Zimrights director Okay Machisa who had been arrested on Tuesday evening in connection with the staging of the exhibition was released the same day at the orders of Tsvangirai. Tsvangirai pledged to continue to protect Machisa who is believed to be now in hiding, saying he should come out and continue his work
But on Thursday the organisers, Zimrights decided to abandon the exhibition which was expected to run for 10 days. The organisation is believed to have taken off all the photos and hid them at a secret location just before the police pounced on them on Thursday.
On Tuesday police had seized 65 photos, saying the organisers should show proof that they got permission by all the people in the photos to exhibit them. They said Machisa should give the police seven days notification of holding the exhibition. However Zimrights, who filed an urgent application in court through the Zimbabwe Lawyers for Human Rights on Wednesday, won the right to go ahead with the exhibition as scheduled on Wednesday evening. Police had returned the photos about five minutes before the event was about to kick-off.

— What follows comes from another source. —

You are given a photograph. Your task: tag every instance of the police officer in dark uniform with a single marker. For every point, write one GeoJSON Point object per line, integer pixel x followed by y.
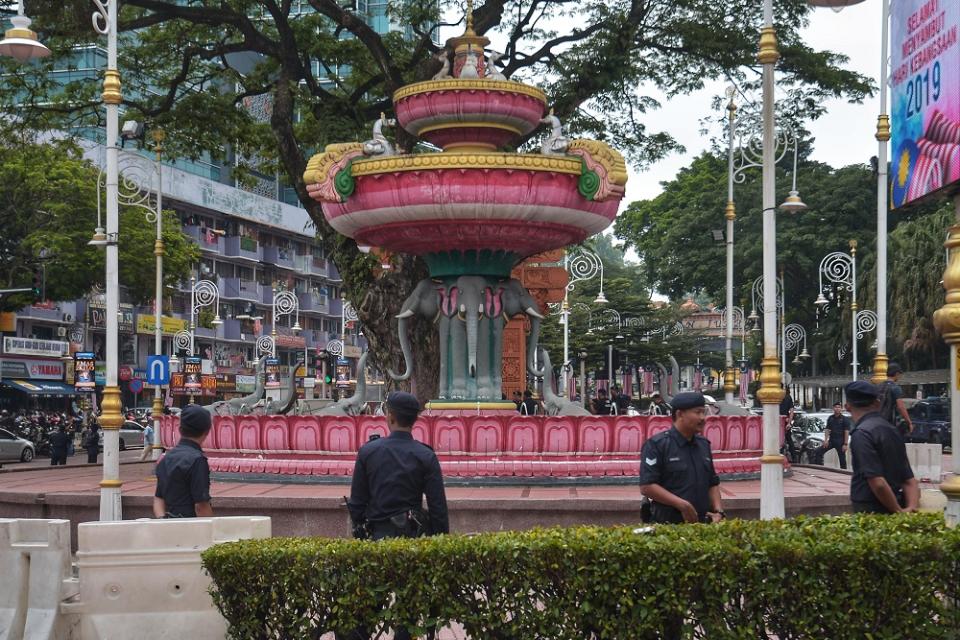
{"type": "Point", "coordinates": [882, 479]}
{"type": "Point", "coordinates": [391, 477]}
{"type": "Point", "coordinates": [676, 468]}
{"type": "Point", "coordinates": [183, 474]}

Tsvangirai urged more exhibitions of the same nature saying “there can be no real forgiveness without knowledge and acceptance of what transpired… there can be no real forgiveness without justice. And without forgiveness and justice there can be no healing”.
“Don’t hide your picture behind your wardrobes. Many more exhibitions of this nature are important. I hope that various organisations will do the same,” said Tsvangirai.